Job and the Problem of Theodicy
Every human ordering must be reaffirmed over against forces of
chaos and evil that threaten to undo it. Attempts to reaffirm the order
of existence take the intellectual form of theodicies. Such explanations
attempt to integrate the threatening chaos, whether moral evil or natural
destruction, into the overarching religious order and thus preserve
meaning. There is an “implicit theodicy” in all social order.77 In fact,
the wisdom books of Job, Ecclesiastes, the Wisdom of Solomon, and
Sirach all address the problem of theodicy.78
This study of Job regards the problem of theodicy as a major theme
in the book.79 Job’s suffering is clearly extreme, tragic, and unjust, and
like every case of apparently pointless suffering raises the question of
divine justice and the meaning and purpose of life. “To such disturbing
questions,” Marvin Pope rightly perceives, “there is probably no better
introduction than the Book of Job.”80 Job is not a theodicy per se, as I
have indicated, at least in the classical definition of that term; nor is it
an attempt to resolve the problem of theodicy. It does not finally justify
God in the face of human suffering, which is what a theodicy invariably
aims to do. If it is considered a theodicy in this sense, it is a “conspicuous
failure,” as Rowley reminds.81 Often in the book, Job defends himself—
not God—in the face of the friends’ charge that he suffers justly because
he has it coming to him. Yahweh finally vindicates Job’s innocence,
however, and condemns the friends for claiming that Job deserves
his horrific fate. In this regard, then, book may be described, “not as
theodicy but anthropodicy.” Theodicy is the justification of God’s love,
justice, and power in the face of evil; anthropodicy, the justification of
human beings against those who blame the human victim.82
While this distinction is important, the problem of theodicy, in one
variation or another, is much in evidence throughout the book. It is a
theme that is found on almost every page, so much so that Lusseau
claims, “the problem of the suffering of the just confronted with the
prosperity of the impious constitutes the work’s central object.”83 At
the risk of overemphasizing the significance of theodicy in Job, I will
place special emphasis on how the book deals with this conundrum.

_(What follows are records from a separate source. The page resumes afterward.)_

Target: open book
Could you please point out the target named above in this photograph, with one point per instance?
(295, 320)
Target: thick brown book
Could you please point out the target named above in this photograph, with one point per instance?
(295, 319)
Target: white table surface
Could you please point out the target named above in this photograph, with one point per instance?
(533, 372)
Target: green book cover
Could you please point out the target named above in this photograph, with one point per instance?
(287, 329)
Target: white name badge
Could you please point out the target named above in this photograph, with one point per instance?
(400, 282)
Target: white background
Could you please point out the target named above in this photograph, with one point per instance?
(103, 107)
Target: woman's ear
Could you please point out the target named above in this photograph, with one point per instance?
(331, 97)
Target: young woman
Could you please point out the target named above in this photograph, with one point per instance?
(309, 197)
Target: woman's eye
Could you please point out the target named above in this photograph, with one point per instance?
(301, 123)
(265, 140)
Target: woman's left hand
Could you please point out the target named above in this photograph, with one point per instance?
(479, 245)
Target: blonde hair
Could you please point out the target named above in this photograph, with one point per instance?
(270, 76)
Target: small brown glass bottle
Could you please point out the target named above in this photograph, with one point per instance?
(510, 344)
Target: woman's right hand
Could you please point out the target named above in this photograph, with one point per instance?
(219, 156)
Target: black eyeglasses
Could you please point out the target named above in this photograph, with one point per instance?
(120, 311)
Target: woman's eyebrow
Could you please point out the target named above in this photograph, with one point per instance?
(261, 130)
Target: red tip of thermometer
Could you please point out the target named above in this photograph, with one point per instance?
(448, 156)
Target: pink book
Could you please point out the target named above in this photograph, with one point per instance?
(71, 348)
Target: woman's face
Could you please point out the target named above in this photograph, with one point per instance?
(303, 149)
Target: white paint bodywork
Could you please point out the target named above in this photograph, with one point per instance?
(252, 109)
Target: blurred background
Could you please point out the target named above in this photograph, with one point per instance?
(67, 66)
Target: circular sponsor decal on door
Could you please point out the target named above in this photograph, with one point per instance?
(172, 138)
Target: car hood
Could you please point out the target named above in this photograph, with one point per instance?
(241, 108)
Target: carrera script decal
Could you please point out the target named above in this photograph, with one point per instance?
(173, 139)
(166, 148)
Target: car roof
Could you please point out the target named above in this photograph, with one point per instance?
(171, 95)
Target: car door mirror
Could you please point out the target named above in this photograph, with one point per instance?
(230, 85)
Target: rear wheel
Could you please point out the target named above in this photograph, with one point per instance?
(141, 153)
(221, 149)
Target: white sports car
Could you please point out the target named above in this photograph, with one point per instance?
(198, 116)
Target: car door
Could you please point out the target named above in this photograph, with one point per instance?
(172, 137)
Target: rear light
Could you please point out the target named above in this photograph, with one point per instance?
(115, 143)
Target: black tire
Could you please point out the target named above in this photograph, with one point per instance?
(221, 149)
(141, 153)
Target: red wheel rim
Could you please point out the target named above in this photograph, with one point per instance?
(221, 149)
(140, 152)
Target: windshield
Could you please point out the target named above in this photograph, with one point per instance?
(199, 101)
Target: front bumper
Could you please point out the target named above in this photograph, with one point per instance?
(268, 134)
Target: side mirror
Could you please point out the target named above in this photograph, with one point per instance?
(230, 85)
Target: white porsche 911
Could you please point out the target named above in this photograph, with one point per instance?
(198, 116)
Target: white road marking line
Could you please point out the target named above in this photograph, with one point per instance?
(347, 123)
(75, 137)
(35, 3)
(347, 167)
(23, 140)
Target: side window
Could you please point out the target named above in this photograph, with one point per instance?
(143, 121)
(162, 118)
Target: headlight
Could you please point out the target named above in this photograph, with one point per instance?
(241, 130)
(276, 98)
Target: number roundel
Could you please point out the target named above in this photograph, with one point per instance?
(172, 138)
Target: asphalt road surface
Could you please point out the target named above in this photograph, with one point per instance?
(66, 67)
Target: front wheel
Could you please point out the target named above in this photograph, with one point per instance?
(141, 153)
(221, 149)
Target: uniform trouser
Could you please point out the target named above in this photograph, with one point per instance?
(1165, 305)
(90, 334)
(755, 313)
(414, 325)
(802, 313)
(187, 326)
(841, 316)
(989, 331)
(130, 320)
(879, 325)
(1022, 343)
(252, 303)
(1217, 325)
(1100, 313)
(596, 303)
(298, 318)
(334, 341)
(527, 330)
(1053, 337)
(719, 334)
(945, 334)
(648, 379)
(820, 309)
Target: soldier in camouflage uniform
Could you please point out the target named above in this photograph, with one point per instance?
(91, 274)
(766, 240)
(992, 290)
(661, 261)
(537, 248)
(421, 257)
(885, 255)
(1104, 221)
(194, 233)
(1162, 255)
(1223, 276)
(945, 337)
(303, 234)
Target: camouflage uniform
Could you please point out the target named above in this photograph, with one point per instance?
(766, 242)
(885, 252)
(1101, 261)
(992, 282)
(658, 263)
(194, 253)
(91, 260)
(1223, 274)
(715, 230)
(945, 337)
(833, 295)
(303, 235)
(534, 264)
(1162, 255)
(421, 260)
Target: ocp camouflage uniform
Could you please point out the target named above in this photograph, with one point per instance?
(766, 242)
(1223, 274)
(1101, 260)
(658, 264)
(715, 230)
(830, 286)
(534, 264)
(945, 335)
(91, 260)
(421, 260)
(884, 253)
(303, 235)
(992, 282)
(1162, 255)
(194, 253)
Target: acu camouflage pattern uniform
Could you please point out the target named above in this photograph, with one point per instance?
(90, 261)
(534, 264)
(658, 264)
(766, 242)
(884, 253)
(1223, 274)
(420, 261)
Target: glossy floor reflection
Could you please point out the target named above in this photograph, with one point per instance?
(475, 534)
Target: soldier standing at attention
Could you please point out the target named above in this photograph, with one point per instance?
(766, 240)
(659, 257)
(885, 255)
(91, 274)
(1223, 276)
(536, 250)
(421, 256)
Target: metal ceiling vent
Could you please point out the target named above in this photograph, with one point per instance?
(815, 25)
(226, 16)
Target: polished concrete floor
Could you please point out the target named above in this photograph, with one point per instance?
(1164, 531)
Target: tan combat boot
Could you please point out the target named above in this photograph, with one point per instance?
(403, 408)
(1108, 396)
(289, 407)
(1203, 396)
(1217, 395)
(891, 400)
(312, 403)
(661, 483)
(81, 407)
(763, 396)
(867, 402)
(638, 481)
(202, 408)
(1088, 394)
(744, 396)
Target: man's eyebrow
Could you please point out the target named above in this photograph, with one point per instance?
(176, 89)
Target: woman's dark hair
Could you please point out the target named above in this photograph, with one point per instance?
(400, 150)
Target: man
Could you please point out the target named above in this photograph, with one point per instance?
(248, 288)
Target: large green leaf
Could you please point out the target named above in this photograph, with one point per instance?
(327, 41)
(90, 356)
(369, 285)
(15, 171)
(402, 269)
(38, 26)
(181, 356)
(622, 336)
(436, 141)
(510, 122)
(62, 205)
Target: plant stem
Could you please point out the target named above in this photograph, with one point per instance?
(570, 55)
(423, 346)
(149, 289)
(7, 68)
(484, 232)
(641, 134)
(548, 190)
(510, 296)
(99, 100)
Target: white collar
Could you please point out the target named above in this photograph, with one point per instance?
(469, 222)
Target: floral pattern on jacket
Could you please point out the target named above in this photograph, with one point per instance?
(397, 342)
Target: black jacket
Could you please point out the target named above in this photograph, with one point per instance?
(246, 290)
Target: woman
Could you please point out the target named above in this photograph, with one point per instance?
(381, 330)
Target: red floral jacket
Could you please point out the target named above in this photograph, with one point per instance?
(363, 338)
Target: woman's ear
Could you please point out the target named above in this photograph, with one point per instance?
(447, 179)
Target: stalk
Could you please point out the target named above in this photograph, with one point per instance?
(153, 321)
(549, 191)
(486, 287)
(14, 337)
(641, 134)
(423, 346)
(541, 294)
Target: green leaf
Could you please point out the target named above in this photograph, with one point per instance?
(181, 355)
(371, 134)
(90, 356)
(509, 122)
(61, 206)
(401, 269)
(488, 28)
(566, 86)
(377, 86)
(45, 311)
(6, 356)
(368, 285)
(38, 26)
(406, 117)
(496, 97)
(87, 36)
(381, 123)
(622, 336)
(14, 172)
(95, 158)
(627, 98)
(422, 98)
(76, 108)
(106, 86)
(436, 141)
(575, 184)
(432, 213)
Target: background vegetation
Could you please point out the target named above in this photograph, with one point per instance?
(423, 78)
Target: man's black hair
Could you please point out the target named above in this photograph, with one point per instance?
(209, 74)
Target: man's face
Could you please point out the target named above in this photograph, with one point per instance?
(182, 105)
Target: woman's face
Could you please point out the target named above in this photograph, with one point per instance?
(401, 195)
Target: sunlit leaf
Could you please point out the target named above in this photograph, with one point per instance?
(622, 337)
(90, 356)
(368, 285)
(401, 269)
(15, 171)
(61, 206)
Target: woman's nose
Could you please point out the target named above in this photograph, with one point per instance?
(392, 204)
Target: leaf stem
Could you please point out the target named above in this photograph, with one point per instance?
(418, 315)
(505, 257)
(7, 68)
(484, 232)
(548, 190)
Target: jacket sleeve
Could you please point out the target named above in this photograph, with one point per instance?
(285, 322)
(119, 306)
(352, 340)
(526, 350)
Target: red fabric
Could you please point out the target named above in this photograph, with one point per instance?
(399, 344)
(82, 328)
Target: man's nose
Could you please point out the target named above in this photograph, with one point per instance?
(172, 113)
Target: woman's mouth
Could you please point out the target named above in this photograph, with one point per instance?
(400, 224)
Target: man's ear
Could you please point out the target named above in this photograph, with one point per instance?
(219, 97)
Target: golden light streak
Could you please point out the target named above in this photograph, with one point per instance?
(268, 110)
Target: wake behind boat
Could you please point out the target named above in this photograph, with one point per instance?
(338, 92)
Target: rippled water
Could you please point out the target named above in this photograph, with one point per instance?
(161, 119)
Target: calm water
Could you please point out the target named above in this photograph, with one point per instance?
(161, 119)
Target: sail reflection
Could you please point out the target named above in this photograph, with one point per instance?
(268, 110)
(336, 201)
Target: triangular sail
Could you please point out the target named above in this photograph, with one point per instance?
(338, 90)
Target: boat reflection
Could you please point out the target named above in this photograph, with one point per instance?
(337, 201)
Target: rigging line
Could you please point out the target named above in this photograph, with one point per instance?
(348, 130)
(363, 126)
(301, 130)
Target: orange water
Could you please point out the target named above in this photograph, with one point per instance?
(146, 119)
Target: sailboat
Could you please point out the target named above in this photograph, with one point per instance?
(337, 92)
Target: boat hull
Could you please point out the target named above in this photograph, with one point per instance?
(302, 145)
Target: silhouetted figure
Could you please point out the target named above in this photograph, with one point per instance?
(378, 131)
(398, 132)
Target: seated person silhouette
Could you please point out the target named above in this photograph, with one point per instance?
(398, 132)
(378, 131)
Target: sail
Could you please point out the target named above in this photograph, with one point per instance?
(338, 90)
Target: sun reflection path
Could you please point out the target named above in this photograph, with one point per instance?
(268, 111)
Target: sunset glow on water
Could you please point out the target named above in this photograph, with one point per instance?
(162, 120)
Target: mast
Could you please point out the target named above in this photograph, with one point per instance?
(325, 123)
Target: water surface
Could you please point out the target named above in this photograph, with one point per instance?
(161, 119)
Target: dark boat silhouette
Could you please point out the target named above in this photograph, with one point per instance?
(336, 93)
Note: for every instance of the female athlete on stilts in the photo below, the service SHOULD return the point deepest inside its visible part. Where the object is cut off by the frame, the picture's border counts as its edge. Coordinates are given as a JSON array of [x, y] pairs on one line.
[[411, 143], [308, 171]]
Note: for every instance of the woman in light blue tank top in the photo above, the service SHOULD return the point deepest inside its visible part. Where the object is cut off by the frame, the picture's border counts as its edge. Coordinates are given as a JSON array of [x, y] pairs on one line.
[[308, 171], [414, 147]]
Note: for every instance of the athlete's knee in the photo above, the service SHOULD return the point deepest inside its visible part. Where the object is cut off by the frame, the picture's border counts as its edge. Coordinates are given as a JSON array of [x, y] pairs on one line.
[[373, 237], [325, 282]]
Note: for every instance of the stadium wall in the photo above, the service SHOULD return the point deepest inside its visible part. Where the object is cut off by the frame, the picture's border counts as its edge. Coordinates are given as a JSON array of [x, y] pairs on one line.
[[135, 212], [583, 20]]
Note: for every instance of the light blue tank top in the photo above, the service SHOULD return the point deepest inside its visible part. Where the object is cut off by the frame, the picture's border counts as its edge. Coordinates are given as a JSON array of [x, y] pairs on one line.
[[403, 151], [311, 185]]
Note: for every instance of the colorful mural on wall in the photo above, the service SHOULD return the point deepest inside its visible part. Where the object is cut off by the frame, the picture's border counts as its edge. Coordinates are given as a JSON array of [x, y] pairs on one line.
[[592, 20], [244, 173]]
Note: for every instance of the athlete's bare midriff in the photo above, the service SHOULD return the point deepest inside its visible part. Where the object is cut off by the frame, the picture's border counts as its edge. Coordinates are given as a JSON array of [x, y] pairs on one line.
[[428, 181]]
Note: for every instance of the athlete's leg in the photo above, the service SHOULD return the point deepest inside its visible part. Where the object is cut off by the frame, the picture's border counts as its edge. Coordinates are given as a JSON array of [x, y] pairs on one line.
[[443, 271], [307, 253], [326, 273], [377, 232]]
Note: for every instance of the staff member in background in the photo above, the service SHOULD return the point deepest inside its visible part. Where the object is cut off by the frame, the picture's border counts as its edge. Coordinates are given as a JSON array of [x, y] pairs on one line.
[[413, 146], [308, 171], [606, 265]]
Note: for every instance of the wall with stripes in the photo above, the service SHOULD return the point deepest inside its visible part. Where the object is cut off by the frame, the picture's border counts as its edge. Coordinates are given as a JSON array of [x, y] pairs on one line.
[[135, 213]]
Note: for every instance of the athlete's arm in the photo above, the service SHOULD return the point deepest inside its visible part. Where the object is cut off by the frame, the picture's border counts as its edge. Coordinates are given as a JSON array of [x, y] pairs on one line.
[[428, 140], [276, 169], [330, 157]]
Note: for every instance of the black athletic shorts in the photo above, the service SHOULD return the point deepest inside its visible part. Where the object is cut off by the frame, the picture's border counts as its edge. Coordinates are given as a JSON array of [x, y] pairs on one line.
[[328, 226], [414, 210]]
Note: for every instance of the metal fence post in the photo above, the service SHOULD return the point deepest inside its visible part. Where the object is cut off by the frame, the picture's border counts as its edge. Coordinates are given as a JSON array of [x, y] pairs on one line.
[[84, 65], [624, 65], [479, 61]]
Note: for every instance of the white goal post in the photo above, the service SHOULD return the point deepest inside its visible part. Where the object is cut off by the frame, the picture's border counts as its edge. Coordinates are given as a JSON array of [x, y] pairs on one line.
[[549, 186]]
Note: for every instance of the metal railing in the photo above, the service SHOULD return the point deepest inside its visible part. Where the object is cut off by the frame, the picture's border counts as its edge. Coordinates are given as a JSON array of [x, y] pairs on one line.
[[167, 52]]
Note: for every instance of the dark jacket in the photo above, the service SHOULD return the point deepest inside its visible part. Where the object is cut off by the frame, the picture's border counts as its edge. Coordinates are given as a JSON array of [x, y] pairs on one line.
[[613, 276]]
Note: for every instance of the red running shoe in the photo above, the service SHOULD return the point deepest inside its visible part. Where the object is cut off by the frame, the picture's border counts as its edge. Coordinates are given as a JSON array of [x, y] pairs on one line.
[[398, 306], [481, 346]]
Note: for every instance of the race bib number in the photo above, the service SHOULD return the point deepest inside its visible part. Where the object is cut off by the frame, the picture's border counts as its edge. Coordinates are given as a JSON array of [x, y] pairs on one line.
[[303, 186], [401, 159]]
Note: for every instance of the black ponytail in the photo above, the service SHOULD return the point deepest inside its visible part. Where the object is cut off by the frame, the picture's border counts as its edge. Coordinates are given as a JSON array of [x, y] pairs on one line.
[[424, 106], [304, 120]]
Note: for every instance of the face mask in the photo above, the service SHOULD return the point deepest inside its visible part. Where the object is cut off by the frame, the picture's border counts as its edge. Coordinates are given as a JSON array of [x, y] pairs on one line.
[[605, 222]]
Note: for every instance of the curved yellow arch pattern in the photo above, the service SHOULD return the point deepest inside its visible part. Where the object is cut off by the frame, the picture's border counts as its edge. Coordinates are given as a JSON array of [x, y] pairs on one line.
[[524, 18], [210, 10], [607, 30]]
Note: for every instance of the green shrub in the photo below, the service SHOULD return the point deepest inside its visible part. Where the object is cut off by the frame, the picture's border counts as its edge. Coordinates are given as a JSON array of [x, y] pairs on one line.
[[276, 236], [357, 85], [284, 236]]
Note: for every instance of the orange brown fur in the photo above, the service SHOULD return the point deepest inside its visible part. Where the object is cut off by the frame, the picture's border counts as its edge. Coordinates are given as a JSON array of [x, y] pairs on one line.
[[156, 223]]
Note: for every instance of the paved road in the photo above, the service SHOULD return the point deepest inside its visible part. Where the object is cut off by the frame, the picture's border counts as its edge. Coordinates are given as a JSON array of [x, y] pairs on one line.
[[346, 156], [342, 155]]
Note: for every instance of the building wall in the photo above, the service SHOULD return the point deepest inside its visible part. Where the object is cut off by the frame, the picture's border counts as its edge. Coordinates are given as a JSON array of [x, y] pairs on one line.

Disappointingly, the book fails finally to resolve the issue. It does not
give us a neat, logical solution to the problem. At best, Job ponders the
problem of theodicy in human suffering within the context of ancient
Hebrew wisdom and the order of God in the world. In the dialogue, Job’s
friends speculate that “suffering comes about sometimes as punishment
for sins, sometimes as a warning against committing sin in the future,
and sometimes, as in Job’s case, for no earthly reason at all, but for
some inscrutable divine reason. In the end . . . readers cannot discover
from the book any one clear view about what the reason for their own
particular suffering may be, nor any statement about the reason for
human suffering in general; for the book is entirely about the suffering
of one particular and unique individual.”84
When we look at the problem of theodicy in the light of modern
theology and philosophy, however, we discover a remarkable fact. The
book of Job advances in rudimentary form several of the approaches
to theodicy that have been proposed and developed philosophically by
later thinkers—then rejects them. Job doesn’t propose formal theodicies
of the type that will eventually be worked out philosophically and
theologically. There do occur in Job, nevertheless, approaches to the
problem of theodicy comparable with the formulations that will later
be made in Western religious thought. What is remarkable is that the
essential elements of these theodicies is already found within the book
of Job. Is there really nothing new under the sun? These approaches are
comparable to those of later development. We could even draw a line of
development through the history of thought connecting the approaches
in Job to modern theodicies.85 The ancients obviously contemplated
this problem. Through the centuries following Job, particularly in
the Western tradition, these approaches were more fully developed
intellectually until they emerged in complete form in the West as the
major theodicies we recognize today.